Other arguments to pass to

`DHARMa::createDHARMa()`

.

## Value

A data frame of observed and expected values is invisibly returned so you can assign the output to an object and plot the residuals yourself. See the examples.

If `return_DHARMa = TRUE`

, the object from `DHARMa::createDHARMa()`

is returned and any subsequent DHARMa functions can be applied.

## Details

See the residuals vignette.

Advantages to these residuals over the ones from the `residuals.sdmTMB()`

method are (1) they work with delta/hurdle models for the combined
predictions, not the just the two parts separately, (2) they should work for
all families, not the just the families where we have worked out the
analytical quantile function, and (3) they can be used with the various
diagnostic tools and plots from the DHARMa package.

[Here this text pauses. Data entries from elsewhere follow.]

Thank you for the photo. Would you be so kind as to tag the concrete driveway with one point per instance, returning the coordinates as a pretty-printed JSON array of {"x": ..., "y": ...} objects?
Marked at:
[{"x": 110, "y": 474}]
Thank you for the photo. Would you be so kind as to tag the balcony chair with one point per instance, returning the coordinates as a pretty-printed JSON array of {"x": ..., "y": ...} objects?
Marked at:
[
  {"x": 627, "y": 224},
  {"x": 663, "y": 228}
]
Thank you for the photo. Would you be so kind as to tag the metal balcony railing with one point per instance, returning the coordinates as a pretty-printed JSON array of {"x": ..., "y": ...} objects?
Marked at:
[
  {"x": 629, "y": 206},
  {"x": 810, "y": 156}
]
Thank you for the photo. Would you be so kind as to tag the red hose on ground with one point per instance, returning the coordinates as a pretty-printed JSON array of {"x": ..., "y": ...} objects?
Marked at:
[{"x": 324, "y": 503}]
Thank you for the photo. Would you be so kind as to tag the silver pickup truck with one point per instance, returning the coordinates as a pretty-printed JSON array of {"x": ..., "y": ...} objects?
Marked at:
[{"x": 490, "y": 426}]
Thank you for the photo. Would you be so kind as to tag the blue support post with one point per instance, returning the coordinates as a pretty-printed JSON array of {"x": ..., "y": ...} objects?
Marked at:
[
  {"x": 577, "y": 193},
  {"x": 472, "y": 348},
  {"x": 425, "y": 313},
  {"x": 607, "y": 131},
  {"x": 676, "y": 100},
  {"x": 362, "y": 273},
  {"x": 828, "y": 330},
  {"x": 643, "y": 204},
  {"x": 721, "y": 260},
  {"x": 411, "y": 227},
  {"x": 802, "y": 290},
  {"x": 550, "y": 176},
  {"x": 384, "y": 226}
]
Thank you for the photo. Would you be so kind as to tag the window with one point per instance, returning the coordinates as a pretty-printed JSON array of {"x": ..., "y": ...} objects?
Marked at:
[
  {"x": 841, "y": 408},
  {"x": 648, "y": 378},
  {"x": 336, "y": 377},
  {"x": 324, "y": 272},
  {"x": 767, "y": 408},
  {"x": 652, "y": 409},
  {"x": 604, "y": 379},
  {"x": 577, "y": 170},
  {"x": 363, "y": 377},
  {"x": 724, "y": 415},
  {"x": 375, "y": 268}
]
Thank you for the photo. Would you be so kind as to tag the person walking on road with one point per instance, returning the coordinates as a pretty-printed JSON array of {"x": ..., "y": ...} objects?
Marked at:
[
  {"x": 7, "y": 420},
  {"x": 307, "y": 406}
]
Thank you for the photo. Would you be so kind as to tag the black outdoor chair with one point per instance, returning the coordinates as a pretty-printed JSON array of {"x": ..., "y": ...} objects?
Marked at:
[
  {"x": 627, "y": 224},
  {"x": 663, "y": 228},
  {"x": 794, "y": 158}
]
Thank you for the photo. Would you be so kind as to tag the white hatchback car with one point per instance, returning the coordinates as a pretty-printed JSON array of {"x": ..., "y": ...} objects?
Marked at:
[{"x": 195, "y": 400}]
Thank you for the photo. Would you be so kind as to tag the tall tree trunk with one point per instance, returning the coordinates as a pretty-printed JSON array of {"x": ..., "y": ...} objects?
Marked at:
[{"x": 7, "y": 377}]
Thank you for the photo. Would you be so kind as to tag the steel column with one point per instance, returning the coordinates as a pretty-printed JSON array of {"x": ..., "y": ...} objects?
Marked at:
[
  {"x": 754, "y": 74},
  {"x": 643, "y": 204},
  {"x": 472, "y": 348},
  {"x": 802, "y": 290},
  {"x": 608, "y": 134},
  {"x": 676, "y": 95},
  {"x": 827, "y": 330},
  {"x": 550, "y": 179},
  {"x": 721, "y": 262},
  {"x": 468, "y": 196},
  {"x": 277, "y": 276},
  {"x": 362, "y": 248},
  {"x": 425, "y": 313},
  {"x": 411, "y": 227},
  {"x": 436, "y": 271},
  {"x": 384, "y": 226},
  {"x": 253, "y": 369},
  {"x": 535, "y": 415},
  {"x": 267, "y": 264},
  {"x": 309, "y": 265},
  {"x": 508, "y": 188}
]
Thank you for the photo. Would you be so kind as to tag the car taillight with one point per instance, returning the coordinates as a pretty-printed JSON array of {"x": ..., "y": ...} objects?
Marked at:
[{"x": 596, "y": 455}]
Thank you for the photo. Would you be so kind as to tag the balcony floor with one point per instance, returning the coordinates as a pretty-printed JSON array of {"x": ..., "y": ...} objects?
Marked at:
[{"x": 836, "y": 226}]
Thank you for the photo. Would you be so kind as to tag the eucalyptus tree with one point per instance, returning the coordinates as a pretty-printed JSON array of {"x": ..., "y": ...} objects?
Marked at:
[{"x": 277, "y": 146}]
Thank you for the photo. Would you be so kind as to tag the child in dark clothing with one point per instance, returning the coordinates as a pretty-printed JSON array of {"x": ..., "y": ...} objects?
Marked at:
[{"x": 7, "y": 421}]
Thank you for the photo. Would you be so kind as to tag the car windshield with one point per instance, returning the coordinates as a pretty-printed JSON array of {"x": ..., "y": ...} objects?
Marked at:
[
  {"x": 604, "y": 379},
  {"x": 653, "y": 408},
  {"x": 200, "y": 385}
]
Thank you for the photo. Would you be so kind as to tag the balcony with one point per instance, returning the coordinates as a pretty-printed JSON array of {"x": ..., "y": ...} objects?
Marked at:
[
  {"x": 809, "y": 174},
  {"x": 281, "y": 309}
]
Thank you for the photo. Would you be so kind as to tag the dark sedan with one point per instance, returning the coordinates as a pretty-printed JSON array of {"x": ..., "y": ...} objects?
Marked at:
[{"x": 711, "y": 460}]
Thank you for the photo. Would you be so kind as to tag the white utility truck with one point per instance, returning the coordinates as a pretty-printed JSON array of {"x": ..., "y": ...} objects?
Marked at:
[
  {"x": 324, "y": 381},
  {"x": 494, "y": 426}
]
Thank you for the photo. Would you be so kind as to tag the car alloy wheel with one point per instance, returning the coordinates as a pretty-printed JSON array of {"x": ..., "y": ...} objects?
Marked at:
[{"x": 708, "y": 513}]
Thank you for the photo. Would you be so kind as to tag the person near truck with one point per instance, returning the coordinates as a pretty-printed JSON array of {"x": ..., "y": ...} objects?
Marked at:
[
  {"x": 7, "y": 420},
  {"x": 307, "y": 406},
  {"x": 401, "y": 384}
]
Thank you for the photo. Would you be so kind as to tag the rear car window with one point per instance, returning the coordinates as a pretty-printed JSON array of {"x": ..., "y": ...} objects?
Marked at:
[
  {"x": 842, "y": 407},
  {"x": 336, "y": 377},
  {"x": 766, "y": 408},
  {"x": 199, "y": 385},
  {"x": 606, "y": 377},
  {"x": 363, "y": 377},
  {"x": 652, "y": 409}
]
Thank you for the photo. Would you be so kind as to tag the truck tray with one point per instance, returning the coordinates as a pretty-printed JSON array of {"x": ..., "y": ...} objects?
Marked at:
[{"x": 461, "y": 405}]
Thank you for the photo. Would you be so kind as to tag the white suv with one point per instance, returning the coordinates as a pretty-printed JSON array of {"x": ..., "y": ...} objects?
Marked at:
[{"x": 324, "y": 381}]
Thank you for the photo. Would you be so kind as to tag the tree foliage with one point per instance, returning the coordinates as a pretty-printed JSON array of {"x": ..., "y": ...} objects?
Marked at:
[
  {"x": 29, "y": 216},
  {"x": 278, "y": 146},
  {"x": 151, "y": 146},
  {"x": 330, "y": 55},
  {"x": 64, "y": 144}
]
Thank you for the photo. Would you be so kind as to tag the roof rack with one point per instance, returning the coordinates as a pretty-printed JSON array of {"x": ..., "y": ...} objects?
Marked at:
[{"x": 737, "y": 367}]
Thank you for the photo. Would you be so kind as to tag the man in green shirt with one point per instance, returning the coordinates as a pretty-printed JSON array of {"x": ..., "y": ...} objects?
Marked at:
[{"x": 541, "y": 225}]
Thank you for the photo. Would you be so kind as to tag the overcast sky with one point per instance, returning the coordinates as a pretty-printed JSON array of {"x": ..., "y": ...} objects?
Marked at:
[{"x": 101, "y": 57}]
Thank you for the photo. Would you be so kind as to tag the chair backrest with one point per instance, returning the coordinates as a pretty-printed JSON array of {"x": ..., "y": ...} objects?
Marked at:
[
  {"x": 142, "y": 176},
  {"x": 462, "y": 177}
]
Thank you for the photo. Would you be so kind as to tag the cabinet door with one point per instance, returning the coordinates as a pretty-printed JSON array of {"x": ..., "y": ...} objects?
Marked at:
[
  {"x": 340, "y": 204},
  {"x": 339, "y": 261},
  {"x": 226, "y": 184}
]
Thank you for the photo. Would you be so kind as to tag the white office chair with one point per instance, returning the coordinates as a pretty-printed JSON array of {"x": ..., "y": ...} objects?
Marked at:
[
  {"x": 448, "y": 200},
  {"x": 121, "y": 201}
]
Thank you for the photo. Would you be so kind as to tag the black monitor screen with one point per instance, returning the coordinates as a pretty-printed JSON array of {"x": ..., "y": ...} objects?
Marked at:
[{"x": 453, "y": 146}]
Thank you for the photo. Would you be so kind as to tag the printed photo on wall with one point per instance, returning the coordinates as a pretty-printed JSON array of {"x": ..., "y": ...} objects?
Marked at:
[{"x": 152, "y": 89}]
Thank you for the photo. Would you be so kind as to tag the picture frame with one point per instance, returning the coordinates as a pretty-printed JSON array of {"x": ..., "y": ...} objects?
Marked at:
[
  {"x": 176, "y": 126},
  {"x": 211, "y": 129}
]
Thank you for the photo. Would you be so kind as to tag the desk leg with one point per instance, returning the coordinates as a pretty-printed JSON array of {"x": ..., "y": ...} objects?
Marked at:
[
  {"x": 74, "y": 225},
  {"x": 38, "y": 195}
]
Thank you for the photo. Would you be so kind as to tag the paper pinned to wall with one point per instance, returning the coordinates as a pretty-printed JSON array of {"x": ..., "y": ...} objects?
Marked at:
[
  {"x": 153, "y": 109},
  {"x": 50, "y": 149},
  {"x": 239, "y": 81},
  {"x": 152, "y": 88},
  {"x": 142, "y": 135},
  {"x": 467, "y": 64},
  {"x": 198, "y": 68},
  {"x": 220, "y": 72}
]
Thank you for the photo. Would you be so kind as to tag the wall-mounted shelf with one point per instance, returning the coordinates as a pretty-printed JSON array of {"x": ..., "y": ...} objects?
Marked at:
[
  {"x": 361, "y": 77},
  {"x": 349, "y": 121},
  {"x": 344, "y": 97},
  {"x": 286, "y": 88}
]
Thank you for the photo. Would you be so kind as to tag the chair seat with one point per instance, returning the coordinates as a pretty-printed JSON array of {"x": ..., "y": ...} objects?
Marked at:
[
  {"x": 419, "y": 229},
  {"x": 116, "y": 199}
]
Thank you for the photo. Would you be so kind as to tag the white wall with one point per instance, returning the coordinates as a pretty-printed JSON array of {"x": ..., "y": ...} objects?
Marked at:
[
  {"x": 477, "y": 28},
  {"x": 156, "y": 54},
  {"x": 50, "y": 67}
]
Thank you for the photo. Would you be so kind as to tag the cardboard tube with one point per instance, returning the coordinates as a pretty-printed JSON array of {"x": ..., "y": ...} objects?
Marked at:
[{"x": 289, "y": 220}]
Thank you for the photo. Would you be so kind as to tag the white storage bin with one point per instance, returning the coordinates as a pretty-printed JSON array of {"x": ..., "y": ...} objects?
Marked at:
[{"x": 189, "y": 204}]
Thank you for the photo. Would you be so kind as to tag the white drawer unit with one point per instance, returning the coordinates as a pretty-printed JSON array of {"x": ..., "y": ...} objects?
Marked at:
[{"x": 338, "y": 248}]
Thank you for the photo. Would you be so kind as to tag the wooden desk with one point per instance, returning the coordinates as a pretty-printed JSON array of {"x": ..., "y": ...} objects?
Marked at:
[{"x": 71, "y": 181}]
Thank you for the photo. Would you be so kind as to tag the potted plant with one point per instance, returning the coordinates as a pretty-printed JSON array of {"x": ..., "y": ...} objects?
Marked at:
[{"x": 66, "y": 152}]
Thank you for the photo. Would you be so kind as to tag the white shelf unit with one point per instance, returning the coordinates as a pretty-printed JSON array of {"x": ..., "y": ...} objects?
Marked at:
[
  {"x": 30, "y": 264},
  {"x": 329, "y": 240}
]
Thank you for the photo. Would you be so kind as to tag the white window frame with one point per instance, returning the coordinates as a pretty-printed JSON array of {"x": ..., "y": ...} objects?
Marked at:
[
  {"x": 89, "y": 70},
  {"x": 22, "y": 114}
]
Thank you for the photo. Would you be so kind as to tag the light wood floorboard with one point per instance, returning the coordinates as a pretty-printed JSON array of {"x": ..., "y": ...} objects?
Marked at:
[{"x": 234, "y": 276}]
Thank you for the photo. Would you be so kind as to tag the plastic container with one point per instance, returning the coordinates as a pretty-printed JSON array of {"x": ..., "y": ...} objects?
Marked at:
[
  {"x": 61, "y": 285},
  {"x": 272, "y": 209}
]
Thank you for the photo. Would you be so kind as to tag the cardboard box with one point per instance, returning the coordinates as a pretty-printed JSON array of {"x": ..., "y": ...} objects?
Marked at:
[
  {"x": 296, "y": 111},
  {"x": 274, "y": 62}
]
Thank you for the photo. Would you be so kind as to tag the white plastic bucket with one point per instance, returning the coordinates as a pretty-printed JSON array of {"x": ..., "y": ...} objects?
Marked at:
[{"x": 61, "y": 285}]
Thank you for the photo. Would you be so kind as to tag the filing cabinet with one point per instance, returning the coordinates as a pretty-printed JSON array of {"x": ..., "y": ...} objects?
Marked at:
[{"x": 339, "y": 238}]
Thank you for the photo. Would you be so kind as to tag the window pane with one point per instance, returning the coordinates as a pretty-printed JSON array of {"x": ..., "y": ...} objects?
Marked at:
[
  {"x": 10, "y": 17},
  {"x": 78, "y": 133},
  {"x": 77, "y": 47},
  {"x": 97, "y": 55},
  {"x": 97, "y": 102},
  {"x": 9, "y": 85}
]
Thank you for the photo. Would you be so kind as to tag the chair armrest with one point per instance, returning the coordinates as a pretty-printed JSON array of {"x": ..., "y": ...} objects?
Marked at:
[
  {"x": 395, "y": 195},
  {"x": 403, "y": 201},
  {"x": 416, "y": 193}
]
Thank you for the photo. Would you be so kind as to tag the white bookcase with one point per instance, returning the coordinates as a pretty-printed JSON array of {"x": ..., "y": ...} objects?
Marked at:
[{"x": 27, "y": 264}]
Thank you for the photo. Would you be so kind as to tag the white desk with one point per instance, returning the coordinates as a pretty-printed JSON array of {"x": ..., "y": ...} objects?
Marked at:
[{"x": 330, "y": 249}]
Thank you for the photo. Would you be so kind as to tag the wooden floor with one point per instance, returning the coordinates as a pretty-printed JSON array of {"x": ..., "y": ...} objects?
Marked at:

Disadvantages are (1) they are slower to calculate since one must first simulate from the model, (2) the stability of the distribution of the residuals depends on having a sufficient number of simulation draws, (3) uniformly distributed residuals put less emphasis on the tails visually than normally distributed residuals (which may or may not be desired).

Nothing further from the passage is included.